The Roar
The Roar

Advertisement

Aust and GB aim to convert 4ths to bronze

Roar Rookie
8th February, 2012
0

The battle to climb from fourth could be as fierce as that for gold at the London Olympics.

As they look for any edge in their Games rivalry, Australia and Great Britain have both targeted converting dozens of fourth places at international events in 2011 into medals at this year’s Olympics.

A projected medals table by sports statistics group Infostrada published in British newspaper The Times this week predicted Britain and Russia would record 21 fourths each in London, more than any other nation.

The Australian Olympic Committee’s figures late last year show Australia had 37 fourth or fifth finishes in world championship and equivalent events in 2011.

Lifting one of those athletes from just out of the placings onto the dais will be crucial in the contest for fourth place on the final Games medals table.

The jostling in London behind the big three – China, the United States and Russia – is predicted to be tight, with the AOC benchmark figures putting Australia fourth with 15 gold, followed by Britain, Japan, France and Germany all with 14.

On the overall tally, however, Australia falls to eighth place with a total of 35 medals, including 12 silver and seven bronze.

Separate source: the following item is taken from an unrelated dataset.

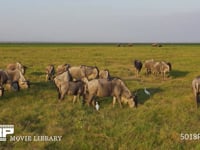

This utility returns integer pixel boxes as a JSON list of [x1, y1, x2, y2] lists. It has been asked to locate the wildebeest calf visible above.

Britain has a forecast total of 58, including 29 silver and 15 bronze.

“Our focus is to convert those fourths and fifths into medals to lift the volume of our medals and at the same time ideally taking away a medal from the Germans, or Great Britain or the Japanese or the French to elevate our position and downscale their position,” said Australia’s chef de mission Nick Green.

Advertisement

“There’s a very clear strategy within our sports and the Australian Sports Commission and the AIS to continue focussing on those fourths and fifths and at the same time there’s a new level of enthusiasm that Australians are on a wave of peaking at the right time.”

British Olympic Association chief executive Andy Hunt, likewise, said the host nation was throwing all the resources it can into elevating those fourths into at least bronze medals.

“It is vitally important to translate as many of the fourth, fifth and sixth-place finishes from major international competitions in 2011 into podium finishes at London 2012,” Hunt wrote in his blog on the BOA’s website on Tuesday.

“The 21 fourth-place finishes that Infostrada are projecting is too many.”

Four Australian swimmers finished fourth at the world championships in Shanghai last year and six came fifth, with Emily Seebohm twice missing bronze by .06 of a second when she finished fourth in the 100m backstroke and fifth in the 50m backstroke.

Three crews were just out of the medals at the world rowing titles, including Olympic men’s double sculls champions, David Crawshay and Scott Brennan, while two cycling teams were fourth at their world championships.

Historically, the benchmarking figures have been accurate for overall medal tallies, while gold has been harder to predict.

Advertisement

The 2003 figures before the Athens Games predicted 14 gold, three fewer than Australia eventually won, but the predicted total of 50 was one more than the reality.

In the 2008 Beijing Games, the team fell well short of the benchmark of 20 gold with 14, but the total figure of 46 medals was two more than predicted.